Carlos Tevez believes professional footballers at the highest level should offer to cut their wages amid the coronavirus crisis.
Like the rest of the world's elite players, Boca Juniors star Tevez is on hiatus after the domestic season in Argentina was suspended.
Barcelona's squad have all taken a 70 per cent wage cut to ensure the club can continue to operate during Spain's state of emergency, while players such as Lionel Messi, Cristiano Ronaldo, Kylian Mbappe and Robert Lewandowski have all made donations to support charities and organisations battling the spread of Covid-19.
Premier League club Newcastle United, Tottenham, Norwich City and Bournemouth have put non-playing staff on furlough to take advantage of a scheme recently introduced by the British government, while discussions between the top flight, the English Football League (EFL), League Managers Association (LMA) and Professional Footballers' Association (PFA) are continuing over whether players in England should take wage cuts.
"A footballer can live six months or a year without receiving [wages]," Tevez said on America TV in Argentina.
"We are not in the same despair as those who live with kids every day, who have to leave their house at six in the morning and return at seven in the evening to feed the family.
"We are not an example in this case; yes in other things.
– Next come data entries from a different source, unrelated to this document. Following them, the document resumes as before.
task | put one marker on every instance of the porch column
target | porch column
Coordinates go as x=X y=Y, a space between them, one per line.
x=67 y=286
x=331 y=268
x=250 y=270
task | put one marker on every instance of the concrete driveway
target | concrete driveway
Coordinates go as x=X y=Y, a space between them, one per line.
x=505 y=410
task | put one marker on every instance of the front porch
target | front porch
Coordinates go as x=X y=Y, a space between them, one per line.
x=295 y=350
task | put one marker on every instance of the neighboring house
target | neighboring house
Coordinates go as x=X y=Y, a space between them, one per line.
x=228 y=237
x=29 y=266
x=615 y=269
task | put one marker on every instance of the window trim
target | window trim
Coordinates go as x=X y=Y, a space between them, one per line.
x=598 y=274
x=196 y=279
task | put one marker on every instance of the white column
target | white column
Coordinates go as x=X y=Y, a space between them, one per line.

We have to be there and help. It is easy for me to speak from home, knowing that I have food for my children.
"But desperate people, who cannot move and cannot leave the house. That is worrying."
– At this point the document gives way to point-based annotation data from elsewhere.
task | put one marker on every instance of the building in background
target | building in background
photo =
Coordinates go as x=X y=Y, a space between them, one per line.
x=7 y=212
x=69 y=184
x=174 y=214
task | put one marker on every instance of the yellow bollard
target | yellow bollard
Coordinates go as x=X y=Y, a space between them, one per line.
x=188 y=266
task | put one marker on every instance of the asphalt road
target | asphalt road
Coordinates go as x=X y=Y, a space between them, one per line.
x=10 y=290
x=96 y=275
Tevez also insisted clubs must do everything to support their communities.
"The clubs have to get involved. Instead of going to train in the morning, they [should] demand that you do things for the people," he said.
"For example, go to the dining rooms in La Boca. I would be delighted to go. I know that my family is fine.
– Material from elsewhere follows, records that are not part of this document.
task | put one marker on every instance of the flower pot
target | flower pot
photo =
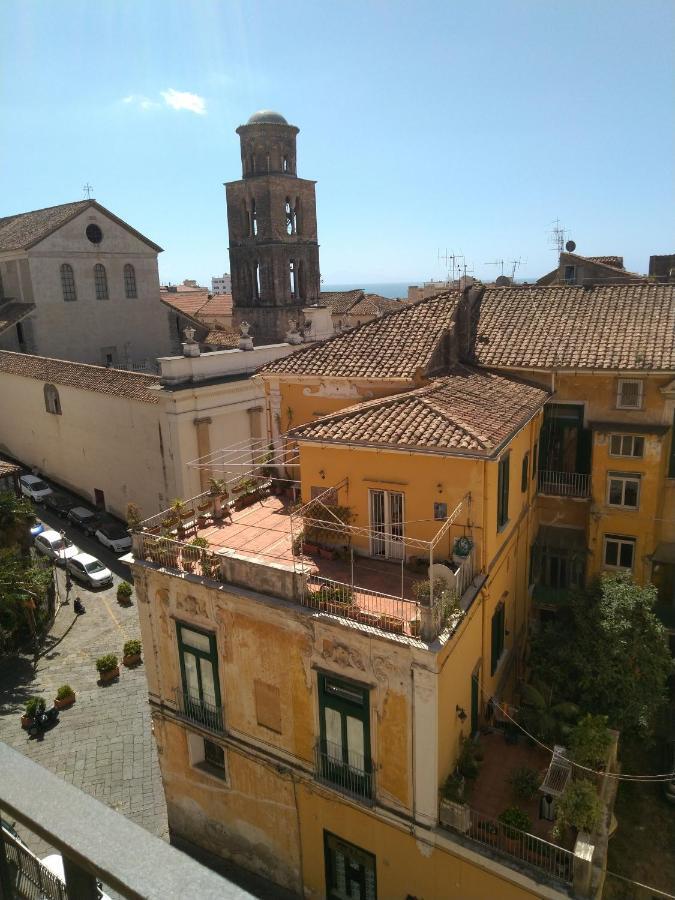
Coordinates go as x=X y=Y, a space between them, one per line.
x=65 y=703
x=110 y=675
"That's where the great example begins. You can make videos, like me at home from my living room, but the great example would be that we all go out and help."
Tevez hopes one positive impact of the pandemic will be people becoming more supportive of each other, regardless of wealth.
"There are no shirts here. Social class does not matter. We all want to help," he added.
"Hopefully the world will be more supportive. We are realising that we are all the same. Hopefully we grow as a society and tomorrow this has changed the world for good. This virus teaches us that. Hopefully it is for the good and that we are all one and come out of this together."